# Day 63 – Chunking in NLP and LLMs


In the previous sessions, I learned how to preprocess and represent text using various embedding techniques. Now, I’ll explore how to extract meaningful phrases or groups of words from text — a process known as Chunking.

Chunking helps break down text into structured units that carry specific grammatical meaning, which is essential for tasks like question answering, named entity recognition, and information extraction.

Chunking is a powerful technique used to divide text into meaningful segments. The term "chunking" has two distinct meanings in the world of language processing: one related to grammar (**NLP**) and one related to efficiency (**LLMs**).

---

## 1. Chunking in Traditional NLP (Syntactic Analysis)
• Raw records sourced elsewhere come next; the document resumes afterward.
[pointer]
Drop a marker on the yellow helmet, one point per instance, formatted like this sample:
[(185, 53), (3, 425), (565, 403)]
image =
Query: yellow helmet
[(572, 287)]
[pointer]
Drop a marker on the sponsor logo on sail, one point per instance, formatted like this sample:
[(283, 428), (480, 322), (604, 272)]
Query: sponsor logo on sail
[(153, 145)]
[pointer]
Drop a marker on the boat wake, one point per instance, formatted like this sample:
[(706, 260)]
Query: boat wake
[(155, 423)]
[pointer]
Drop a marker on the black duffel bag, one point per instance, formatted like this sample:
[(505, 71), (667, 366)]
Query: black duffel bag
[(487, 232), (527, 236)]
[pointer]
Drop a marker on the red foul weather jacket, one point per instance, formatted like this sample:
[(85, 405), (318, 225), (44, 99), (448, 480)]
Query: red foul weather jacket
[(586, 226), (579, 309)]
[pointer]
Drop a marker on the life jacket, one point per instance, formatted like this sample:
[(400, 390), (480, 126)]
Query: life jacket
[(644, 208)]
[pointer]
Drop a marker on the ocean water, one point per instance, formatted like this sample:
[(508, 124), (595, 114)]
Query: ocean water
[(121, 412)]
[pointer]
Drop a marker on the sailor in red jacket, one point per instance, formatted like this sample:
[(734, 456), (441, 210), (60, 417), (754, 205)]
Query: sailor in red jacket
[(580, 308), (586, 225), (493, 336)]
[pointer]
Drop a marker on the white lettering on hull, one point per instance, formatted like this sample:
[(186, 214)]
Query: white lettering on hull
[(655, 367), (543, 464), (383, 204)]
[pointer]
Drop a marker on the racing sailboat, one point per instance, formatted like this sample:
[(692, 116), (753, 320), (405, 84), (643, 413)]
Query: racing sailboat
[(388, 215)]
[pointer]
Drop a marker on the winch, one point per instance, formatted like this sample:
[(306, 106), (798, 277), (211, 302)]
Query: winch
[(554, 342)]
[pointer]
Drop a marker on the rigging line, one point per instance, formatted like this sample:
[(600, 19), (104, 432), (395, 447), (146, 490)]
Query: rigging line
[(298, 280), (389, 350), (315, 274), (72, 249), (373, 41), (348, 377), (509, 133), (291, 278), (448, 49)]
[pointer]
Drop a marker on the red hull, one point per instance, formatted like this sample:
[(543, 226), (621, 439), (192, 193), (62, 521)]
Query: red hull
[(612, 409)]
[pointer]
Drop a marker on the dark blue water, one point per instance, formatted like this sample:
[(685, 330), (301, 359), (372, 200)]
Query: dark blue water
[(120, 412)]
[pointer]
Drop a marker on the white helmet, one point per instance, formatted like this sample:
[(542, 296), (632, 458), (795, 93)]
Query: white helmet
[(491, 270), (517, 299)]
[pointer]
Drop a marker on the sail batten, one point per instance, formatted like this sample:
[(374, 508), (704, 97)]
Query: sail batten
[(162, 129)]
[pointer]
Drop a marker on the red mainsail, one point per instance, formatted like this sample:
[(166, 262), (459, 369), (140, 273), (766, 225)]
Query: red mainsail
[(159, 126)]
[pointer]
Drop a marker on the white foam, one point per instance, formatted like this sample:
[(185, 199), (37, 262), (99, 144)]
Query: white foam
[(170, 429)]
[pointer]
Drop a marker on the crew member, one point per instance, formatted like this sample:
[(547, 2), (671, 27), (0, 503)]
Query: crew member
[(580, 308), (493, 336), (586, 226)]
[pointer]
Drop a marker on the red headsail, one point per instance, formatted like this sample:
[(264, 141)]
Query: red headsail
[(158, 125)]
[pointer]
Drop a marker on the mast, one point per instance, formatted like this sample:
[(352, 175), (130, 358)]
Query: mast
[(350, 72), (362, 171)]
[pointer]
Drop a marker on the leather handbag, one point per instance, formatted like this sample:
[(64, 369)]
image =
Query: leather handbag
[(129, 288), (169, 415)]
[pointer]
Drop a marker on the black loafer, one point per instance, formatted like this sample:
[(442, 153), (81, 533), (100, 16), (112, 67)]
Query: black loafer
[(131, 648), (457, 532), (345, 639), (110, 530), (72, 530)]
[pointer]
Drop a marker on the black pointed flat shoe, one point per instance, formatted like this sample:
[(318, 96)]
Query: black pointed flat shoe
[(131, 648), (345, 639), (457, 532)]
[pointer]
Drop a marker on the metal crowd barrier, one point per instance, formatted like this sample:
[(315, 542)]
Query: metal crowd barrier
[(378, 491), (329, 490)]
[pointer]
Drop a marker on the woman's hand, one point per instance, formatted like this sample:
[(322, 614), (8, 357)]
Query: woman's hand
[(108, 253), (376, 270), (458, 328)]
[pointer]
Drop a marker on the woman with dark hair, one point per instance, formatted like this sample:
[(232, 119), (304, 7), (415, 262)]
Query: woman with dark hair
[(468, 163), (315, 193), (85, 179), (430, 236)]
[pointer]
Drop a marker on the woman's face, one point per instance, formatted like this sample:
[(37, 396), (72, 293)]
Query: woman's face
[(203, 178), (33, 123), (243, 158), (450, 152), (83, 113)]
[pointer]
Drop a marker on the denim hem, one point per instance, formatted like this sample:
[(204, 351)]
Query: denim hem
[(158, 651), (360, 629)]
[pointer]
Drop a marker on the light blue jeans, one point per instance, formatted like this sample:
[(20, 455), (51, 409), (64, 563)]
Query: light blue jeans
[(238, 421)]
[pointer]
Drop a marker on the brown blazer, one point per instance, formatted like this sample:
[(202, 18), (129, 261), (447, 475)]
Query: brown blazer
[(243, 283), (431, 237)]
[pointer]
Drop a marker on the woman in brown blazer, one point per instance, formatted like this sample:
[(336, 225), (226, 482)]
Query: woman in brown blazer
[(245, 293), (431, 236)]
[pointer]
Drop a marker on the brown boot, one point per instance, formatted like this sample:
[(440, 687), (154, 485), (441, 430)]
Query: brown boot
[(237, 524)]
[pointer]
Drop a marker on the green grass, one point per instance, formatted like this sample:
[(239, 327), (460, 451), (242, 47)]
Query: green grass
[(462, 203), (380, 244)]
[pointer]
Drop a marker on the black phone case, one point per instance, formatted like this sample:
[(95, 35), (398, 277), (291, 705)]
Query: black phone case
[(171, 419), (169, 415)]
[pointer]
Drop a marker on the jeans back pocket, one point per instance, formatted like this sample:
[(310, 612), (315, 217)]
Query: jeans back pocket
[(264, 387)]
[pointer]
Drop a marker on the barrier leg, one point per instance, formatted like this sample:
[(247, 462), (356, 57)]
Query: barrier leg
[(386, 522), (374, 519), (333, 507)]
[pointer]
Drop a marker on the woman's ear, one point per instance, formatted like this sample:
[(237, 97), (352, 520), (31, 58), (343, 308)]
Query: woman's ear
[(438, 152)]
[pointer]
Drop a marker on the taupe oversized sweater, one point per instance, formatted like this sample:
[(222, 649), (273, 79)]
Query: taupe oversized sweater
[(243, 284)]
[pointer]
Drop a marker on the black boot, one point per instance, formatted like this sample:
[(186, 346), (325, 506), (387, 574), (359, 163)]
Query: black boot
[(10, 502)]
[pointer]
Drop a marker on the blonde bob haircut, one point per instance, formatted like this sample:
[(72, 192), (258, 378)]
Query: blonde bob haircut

In traditional **Natural Language Processing (NLP)**, chunking (or shallow parsing) refers to the process of dividing text into **meaningful segments** called "chunks". These chunks often correspond to **syntactic structures** in a sentence, such as noun phrases or verb phrases.

The main goal here is to help the machine understand the **grammatical structure** of the sentence.

### Types of Chunks

Chunking identifies groups of words that function together as a single unit:

* **Noun Phrases (NP):** Groups of words that function as a noun (e.g., "the big red ball").
* **Verb Phrases (VP):** Consist of the main verb and any accompanying words (e.g., "is running quickly").
* **Prepositional Phrases (PP):** Phrases that start with a preposition (e.g., "under the table").

#### Why Chunking is Used in NLP

| Area | Purpose |
| :--- | :--- |
| **Syntactic Analysis** | It helps understand the grammatical structure of sentences by identifying phrases. |
| **Information Extraction** | By isolating key phrases (like names and places), chunking facilitates the extraction of relevant information from text. |
| **Question Answering** | It helps to extract the precise information needed to answer a query. |
| **Text Parsing** | It provides an intermediate step for understanding sentence structure for further, more detailed processing. |

#### Example of Chunking

For the sentence *"The quick brown fox jumps over the lazy dog,"* chunking would identify:
* **Noun Phrase (NP):** "The quick brown fox" 
* **Verb Phrase (VP):** "jumps" 
* **Prepositional Phrase (PP):** "over the lazy dog" 

---


In [1]:
import nltk
from nltk import pos_tag, word_tokenize, RegexpParser

# Download required models only onces
nltk.download('punkt')
nltk.download('averaged_perceptron_tagger')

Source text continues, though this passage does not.